The allegations against Musk and his board are just that: allegations. So treat the below as general commentary rather than specific claims about the fact patterns in this particular instance.
Where behavior like that alleged in the WSJ piece actually happens, it can have quite direct consequences for how organizations function. It isn’t that drugs like ketamine are illegal, or that they can lead to irrational decisions - it’s that shared indulgence in moderately illegal behaviors can provide the social cement for trusting relations among people who want to do other, and worse things. They are the foundations of the bro-code - and bros don’t ever tell on bros.
And these rituals can corrupt the previous uncorrupted. One standard pattern for intelligence agencies recruiting assets, as I understand it, is to get them to gather mildly problematic information first, both to habituate the asset, and to provide leverage if the asset wants to back out when you ask them to do more risky things.
The notion of organizational “culture” is important, but notoriously hard to pin down. The kind of behaviour that Gambetta, Palmer and the NYT describe help make it more concrete. Culture is often built out of rituals, which can help create and perpetuate “criminogenic” organizational incentives. They create common knowledge that it is OK - even laudable - to do things that skirt the law or even break it.

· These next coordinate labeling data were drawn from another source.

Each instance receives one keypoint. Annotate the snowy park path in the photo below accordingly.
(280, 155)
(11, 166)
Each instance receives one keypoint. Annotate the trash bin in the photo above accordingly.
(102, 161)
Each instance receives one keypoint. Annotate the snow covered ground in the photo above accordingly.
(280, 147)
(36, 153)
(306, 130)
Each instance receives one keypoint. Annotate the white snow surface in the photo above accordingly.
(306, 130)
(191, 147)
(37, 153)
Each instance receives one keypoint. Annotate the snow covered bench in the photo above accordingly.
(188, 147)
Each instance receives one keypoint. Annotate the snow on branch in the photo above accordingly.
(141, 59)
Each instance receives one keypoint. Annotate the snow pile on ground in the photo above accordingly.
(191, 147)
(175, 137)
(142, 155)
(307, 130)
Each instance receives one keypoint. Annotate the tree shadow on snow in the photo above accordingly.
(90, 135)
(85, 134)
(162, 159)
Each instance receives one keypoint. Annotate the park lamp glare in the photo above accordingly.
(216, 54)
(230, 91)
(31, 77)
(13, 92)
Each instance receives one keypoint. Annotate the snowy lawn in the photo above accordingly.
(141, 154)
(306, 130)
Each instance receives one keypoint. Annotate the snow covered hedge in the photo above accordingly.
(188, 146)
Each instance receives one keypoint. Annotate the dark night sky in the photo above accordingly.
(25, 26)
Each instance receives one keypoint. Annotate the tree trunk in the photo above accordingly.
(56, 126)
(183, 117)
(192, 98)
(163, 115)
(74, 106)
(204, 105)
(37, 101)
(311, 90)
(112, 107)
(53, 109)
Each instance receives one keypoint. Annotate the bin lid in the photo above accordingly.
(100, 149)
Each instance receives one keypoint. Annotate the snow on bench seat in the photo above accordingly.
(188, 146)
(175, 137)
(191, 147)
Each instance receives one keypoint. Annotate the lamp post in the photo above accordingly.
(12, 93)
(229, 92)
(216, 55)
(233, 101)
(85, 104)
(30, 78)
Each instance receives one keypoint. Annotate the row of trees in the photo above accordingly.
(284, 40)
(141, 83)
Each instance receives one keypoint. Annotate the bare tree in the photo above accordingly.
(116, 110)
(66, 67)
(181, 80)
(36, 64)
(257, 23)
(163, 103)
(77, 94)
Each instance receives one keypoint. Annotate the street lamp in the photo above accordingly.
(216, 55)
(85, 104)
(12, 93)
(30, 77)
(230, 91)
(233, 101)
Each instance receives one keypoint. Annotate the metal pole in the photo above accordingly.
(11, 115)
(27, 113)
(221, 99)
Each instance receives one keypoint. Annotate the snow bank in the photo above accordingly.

There is strong ex ante reason to worry about these cultural problems, and what they are likely to entail. How to actually solve these problems is a much tougher question. It is ironic that they seem to be endemic in the NYPD, whose former Commissioner famously popularized the “broken windows” theory that small infractions legitimated bigger ones. The broken windows approach to law enforcement obviously worked out terribly: might something like it have worked if it hadn’t been racist, and it had been turned back against the organization that was administering it? I suspect not, but I genuinely don’t know. Nor do I know much about whether there are better approaches and potential solutions out there (I can guess at some ways forward; but they are only educated guesses).